SUMMARY OF THE INVENTION

[0011] The current invention is comprised of three areas, namely heart rate (HR) prediction accuracy, real-time energy utilization and energy system segmentation in tandem, although it should be noted that all three approaches rely on similar or the same underlying model that describes dynamic changes in HR under different physiological demands. Physiological load is defined here as the total amount of energy demanded and supplied by the body of a subject. This quantity can be expressed in standard units of energy, such as the Watt, or normalized to the maximum energy generating capacity of an individual and expressed as a percentage value. With respect to determining real-time energy expenditure and its segmentation in terms of different biochemical energy systems (phosphagens/anaerobic/aerobic) this method is performed in lieu of the steady state concept, and aims to calculate and segment energy consumption in terms of instantaneous activity levels for these systems. One of the outcomes of this approach is that even a sub-lactate threshold exercise session will show an initial phase of anaerobic energy utilization before aerobic energy systems are activated to a sufficient level to fully match the subject's steady-state energy demands.

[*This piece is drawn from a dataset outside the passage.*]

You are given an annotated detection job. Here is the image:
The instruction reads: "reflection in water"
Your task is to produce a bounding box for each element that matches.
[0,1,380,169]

[0012] HR Prediction Accuracy Using a Dynamic Heart Rate Model:

[0013] As highlighted in the background section, many sensor technologies used to estimate HR, suffer losses in accuracy due to motion artifacts. Motion artifacts can be further divided into periodic and non-periodic, where many common exercise modalities generate periodic noise. With the wide availability of Microelectromechanical systems (MEMs) devices capable of providing acceleration and gyroscope readings, it is possible to obtain an independent measurement of motion artifacts that can be used to aid interpretation of the channel from which the heart rate is estimated, typically in the form of photoplethysmography (PPG). Periodic motion artifacts are often observed due to the cadence or foot strike rate of an athlete during an activity, and have a relatively stable frequency and intensity value per exercise modality, such as jogging. When HR increases from a resting value (termed rHR, typically 70 bpm) during an exercise session such that it catches up to and eclipses the cadence noise signal (typically 150 strides per minute for jogging), it becomes difficult to separate HR and motion artifacts when employing frequency domain based techniques such as the fast Fourier transform (FFT).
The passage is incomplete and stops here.